I think the most obvious example is for enums. static_cast<> is what you use to get the underlying integer value. I would argue that the fact that the language provides explicit conversion operators is an indication of making that the standard mechanism for conversions (and for explicit conversions, you use static_cast<> to invoke the conversion).

I would imagine that generic code use static_cast<> for this reason.

The other major example I have in mind is boost.endian. I'm using this to build network packets, to abstract alignment and endian requirements. Currently, boost.endian doesn't really have support for strong types, but only supports raw integers. However, I would greatly improve its type safety if the value_type used in boost.endian could be something more restricted than a raw integer. But since boost.endian is responsible for the actual binary representation of the value, it needs to deal with raw integer types, that it can shift, AND and OR. In a way, it deals with the storage of values, and the mapping of the storage to values. In order for boost.endian to support arbitrary value types, it would need to have a protocol to:

1. cast a value to its underlying integer
2. query the underlying integral type (via some type trait)

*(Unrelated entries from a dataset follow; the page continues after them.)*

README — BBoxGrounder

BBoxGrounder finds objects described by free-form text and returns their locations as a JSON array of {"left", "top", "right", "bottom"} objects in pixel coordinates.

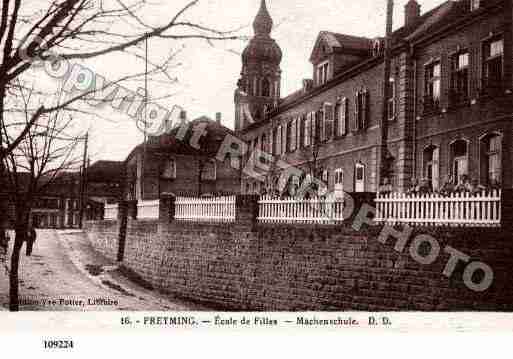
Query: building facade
[
  {"left": 237, "top": 0, "right": 513, "bottom": 195},
  {"left": 125, "top": 114, "right": 241, "bottom": 200}
]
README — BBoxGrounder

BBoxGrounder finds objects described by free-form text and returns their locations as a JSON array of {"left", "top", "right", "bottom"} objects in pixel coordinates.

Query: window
[
  {"left": 282, "top": 122, "right": 288, "bottom": 154},
  {"left": 262, "top": 78, "right": 271, "bottom": 97},
  {"left": 481, "top": 134, "right": 502, "bottom": 186},
  {"left": 322, "top": 169, "right": 329, "bottom": 183},
  {"left": 355, "top": 163, "right": 365, "bottom": 193},
  {"left": 423, "top": 146, "right": 440, "bottom": 192},
  {"left": 317, "top": 61, "right": 329, "bottom": 85},
  {"left": 424, "top": 61, "right": 441, "bottom": 111},
  {"left": 334, "top": 168, "right": 344, "bottom": 198},
  {"left": 275, "top": 126, "right": 282, "bottom": 155},
  {"left": 450, "top": 140, "right": 469, "bottom": 184},
  {"left": 201, "top": 160, "right": 217, "bottom": 181},
  {"left": 314, "top": 110, "right": 322, "bottom": 143},
  {"left": 161, "top": 159, "right": 176, "bottom": 179},
  {"left": 304, "top": 113, "right": 312, "bottom": 147},
  {"left": 450, "top": 52, "right": 470, "bottom": 105},
  {"left": 336, "top": 98, "right": 348, "bottom": 136},
  {"left": 297, "top": 116, "right": 303, "bottom": 149},
  {"left": 354, "top": 89, "right": 369, "bottom": 131},
  {"left": 482, "top": 38, "right": 503, "bottom": 93},
  {"left": 290, "top": 118, "right": 297, "bottom": 152},
  {"left": 388, "top": 78, "right": 396, "bottom": 120},
  {"left": 470, "top": 0, "right": 480, "bottom": 11},
  {"left": 323, "top": 103, "right": 334, "bottom": 141}
]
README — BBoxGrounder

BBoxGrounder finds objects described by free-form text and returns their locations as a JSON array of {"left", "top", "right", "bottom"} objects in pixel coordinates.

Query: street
[{"left": 0, "top": 230, "right": 210, "bottom": 311}]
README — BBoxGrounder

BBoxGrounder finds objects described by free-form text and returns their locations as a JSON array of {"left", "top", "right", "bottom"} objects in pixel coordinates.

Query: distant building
[
  {"left": 237, "top": 0, "right": 513, "bottom": 195},
  {"left": 86, "top": 160, "right": 124, "bottom": 204},
  {"left": 124, "top": 113, "right": 241, "bottom": 200}
]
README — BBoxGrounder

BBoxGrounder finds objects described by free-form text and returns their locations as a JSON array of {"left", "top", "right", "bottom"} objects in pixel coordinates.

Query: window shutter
[
  {"left": 305, "top": 114, "right": 311, "bottom": 147},
  {"left": 297, "top": 116, "right": 303, "bottom": 149},
  {"left": 320, "top": 108, "right": 326, "bottom": 142},
  {"left": 362, "top": 90, "right": 369, "bottom": 129},
  {"left": 269, "top": 128, "right": 274, "bottom": 155},
  {"left": 325, "top": 103, "right": 334, "bottom": 141},
  {"left": 282, "top": 122, "right": 287, "bottom": 154},
  {"left": 291, "top": 118, "right": 297, "bottom": 151},
  {"left": 353, "top": 92, "right": 359, "bottom": 131},
  {"left": 276, "top": 126, "right": 282, "bottom": 155},
  {"left": 341, "top": 98, "right": 348, "bottom": 135},
  {"left": 311, "top": 111, "right": 317, "bottom": 145}
]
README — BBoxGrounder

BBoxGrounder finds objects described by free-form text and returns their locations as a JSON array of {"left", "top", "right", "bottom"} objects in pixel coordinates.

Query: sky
[{"left": 72, "top": 0, "right": 447, "bottom": 163}]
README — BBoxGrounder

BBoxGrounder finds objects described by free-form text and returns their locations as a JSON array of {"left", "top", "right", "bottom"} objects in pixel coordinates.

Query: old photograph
[{"left": 0, "top": 0, "right": 512, "bottom": 317}]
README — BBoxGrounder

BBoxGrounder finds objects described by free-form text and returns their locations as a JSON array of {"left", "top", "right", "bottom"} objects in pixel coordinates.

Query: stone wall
[
  {"left": 84, "top": 220, "right": 120, "bottom": 262},
  {"left": 85, "top": 217, "right": 513, "bottom": 311}
]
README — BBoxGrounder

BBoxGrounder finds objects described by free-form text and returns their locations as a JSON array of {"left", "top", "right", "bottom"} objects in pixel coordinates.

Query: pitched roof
[
  {"left": 87, "top": 160, "right": 124, "bottom": 182},
  {"left": 126, "top": 117, "right": 235, "bottom": 162},
  {"left": 322, "top": 31, "right": 374, "bottom": 51}
]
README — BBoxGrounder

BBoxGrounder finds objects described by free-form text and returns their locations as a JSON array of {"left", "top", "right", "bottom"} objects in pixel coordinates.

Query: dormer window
[
  {"left": 470, "top": 0, "right": 480, "bottom": 11},
  {"left": 317, "top": 61, "right": 330, "bottom": 86}
]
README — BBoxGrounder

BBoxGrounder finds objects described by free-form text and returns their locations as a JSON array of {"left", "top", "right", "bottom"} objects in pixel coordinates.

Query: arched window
[
  {"left": 423, "top": 145, "right": 440, "bottom": 191},
  {"left": 261, "top": 133, "right": 268, "bottom": 153},
  {"left": 480, "top": 133, "right": 502, "bottom": 186},
  {"left": 262, "top": 78, "right": 271, "bottom": 97},
  {"left": 354, "top": 162, "right": 365, "bottom": 192},
  {"left": 450, "top": 139, "right": 468, "bottom": 184}
]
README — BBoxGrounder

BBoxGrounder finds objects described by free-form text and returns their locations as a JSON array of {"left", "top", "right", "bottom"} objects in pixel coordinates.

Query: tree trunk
[
  {"left": 9, "top": 232, "right": 24, "bottom": 312},
  {"left": 9, "top": 205, "right": 29, "bottom": 312}
]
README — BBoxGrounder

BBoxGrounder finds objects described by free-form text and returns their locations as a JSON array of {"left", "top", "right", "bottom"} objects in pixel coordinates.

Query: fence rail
[
  {"left": 175, "top": 196, "right": 236, "bottom": 223},
  {"left": 375, "top": 190, "right": 501, "bottom": 227},
  {"left": 258, "top": 196, "right": 345, "bottom": 224},
  {"left": 104, "top": 204, "right": 119, "bottom": 220},
  {"left": 137, "top": 200, "right": 160, "bottom": 219}
]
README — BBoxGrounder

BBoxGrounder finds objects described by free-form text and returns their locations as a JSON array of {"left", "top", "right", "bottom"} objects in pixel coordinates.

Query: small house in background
[
  {"left": 124, "top": 112, "right": 241, "bottom": 200},
  {"left": 86, "top": 160, "right": 124, "bottom": 204}
]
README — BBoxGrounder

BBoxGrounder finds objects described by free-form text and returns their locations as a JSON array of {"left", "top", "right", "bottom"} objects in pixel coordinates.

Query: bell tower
[{"left": 235, "top": 0, "right": 282, "bottom": 132}]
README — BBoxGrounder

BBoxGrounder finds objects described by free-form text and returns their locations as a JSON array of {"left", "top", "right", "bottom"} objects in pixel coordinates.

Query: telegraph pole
[
  {"left": 79, "top": 132, "right": 89, "bottom": 228},
  {"left": 378, "top": 0, "right": 394, "bottom": 189}
]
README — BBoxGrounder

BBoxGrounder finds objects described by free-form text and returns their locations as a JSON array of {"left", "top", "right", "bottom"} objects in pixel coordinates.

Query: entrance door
[{"left": 355, "top": 163, "right": 365, "bottom": 193}]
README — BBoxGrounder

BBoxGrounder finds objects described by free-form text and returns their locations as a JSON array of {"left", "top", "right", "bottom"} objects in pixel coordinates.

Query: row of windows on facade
[
  {"left": 246, "top": 162, "right": 366, "bottom": 195},
  {"left": 424, "top": 37, "right": 504, "bottom": 110},
  {"left": 422, "top": 133, "right": 502, "bottom": 192},
  {"left": 33, "top": 198, "right": 80, "bottom": 210},
  {"left": 159, "top": 159, "right": 217, "bottom": 181},
  {"left": 249, "top": 89, "right": 374, "bottom": 157}
]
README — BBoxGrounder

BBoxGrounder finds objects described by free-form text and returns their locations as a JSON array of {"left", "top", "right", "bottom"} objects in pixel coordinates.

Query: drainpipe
[{"left": 411, "top": 44, "right": 418, "bottom": 181}]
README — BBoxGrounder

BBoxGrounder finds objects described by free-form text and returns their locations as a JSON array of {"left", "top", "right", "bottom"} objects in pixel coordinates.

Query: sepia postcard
[{"left": 1, "top": 0, "right": 513, "bottom": 354}]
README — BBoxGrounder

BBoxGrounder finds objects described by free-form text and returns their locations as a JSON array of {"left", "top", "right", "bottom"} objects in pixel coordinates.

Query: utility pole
[
  {"left": 378, "top": 0, "right": 394, "bottom": 189},
  {"left": 141, "top": 34, "right": 149, "bottom": 201},
  {"left": 79, "top": 132, "right": 89, "bottom": 228}
]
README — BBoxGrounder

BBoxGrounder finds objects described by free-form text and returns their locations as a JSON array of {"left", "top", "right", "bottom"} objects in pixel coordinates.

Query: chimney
[
  {"left": 215, "top": 112, "right": 222, "bottom": 124},
  {"left": 179, "top": 110, "right": 187, "bottom": 124},
  {"left": 405, "top": 0, "right": 421, "bottom": 27}
]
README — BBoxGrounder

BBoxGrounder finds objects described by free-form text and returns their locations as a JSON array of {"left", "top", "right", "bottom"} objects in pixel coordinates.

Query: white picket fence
[
  {"left": 258, "top": 196, "right": 345, "bottom": 224},
  {"left": 375, "top": 190, "right": 502, "bottom": 227},
  {"left": 104, "top": 203, "right": 119, "bottom": 220},
  {"left": 137, "top": 200, "right": 160, "bottom": 219},
  {"left": 175, "top": 196, "right": 236, "bottom": 223}
]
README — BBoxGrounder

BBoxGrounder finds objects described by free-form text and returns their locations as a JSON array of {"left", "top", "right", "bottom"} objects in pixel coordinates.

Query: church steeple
[
  {"left": 235, "top": 0, "right": 282, "bottom": 133},
  {"left": 253, "top": 0, "right": 273, "bottom": 37}
]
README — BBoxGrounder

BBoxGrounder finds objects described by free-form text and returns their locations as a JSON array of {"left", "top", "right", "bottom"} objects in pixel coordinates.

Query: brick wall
[{"left": 86, "top": 218, "right": 513, "bottom": 311}]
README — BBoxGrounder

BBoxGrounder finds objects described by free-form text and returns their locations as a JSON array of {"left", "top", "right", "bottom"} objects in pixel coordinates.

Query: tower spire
[{"left": 253, "top": 0, "right": 273, "bottom": 37}]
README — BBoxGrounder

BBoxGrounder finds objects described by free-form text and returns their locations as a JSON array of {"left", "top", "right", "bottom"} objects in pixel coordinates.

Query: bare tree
[
  {"left": 0, "top": 0, "right": 243, "bottom": 261},
  {"left": 2, "top": 81, "right": 88, "bottom": 310}
]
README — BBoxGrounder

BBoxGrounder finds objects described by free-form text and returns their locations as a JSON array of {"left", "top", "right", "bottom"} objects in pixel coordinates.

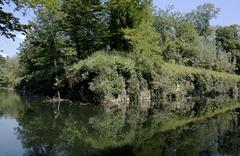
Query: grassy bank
[
  {"left": 154, "top": 63, "right": 240, "bottom": 99},
  {"left": 64, "top": 52, "right": 240, "bottom": 103}
]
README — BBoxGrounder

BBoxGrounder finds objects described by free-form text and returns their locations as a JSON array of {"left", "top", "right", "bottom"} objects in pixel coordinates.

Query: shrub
[
  {"left": 67, "top": 52, "right": 141, "bottom": 102},
  {"left": 154, "top": 64, "right": 240, "bottom": 99}
]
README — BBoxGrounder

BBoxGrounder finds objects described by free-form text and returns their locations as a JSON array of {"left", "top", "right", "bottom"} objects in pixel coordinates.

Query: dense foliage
[
  {"left": 1, "top": 0, "right": 240, "bottom": 103},
  {"left": 216, "top": 25, "right": 240, "bottom": 73},
  {"left": 0, "top": 55, "right": 19, "bottom": 87},
  {"left": 157, "top": 64, "right": 240, "bottom": 99},
  {"left": 0, "top": 0, "right": 24, "bottom": 39}
]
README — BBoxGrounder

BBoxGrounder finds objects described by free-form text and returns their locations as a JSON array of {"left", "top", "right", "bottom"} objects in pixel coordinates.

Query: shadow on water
[{"left": 1, "top": 89, "right": 240, "bottom": 155}]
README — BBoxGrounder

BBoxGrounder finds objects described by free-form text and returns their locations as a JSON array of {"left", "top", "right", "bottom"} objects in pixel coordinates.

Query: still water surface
[{"left": 1, "top": 89, "right": 240, "bottom": 156}]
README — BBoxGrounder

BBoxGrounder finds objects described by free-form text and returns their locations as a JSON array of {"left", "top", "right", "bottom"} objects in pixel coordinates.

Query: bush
[
  {"left": 154, "top": 63, "right": 240, "bottom": 99},
  {"left": 67, "top": 52, "right": 142, "bottom": 102},
  {"left": 66, "top": 51, "right": 166, "bottom": 103},
  {"left": 66, "top": 51, "right": 240, "bottom": 103}
]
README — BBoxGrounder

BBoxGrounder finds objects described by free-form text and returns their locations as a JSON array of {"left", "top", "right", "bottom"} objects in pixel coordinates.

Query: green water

I'm interested in proposing a patch to boost.endian to support this.

[viboes]

An alternative is to build on top of Boost.Endian an endian type that can take a UDT types instead of an integral builtin type.

[viboes]

Yes, the standard conversion protocol uses static_cast.

I believe both skills (implicit and explicit conversion to) are useful and must not be hard coded in the strong type base type (NamedType in this case).

However, in order to get the underlying type I believe that conversion are cumbersome. We need something else. A underlying(st) non-memberfunction that returns a reference to theunderlying_type`. This should work for enums as for strong types that wrap an underlying type.

BTW, I believe that get is a function name that has no clear intent, IMHO is is misused in the standard. I believe we need something more specific for strong types as st.get_underlying() or st.underlying().

[arvidn]

@viboes Yes, once I actually started working on it, with the intention to patch boost.endian, it turned out to be much simpler to build a new primitive on top of boost.endian that glues together both NamedType, enums and some other types that I had (that already supported a tag template parameter for unique types)

[viboes]

Maybe it is worth understanding why std::duration hasn't an explicit cast to his representation (With H.Hinnant). Instead it has a count() member function. If we wanted to be able to implement std::duration using the library+patch, the user would need to delete the explicit conversion operator, which is weird.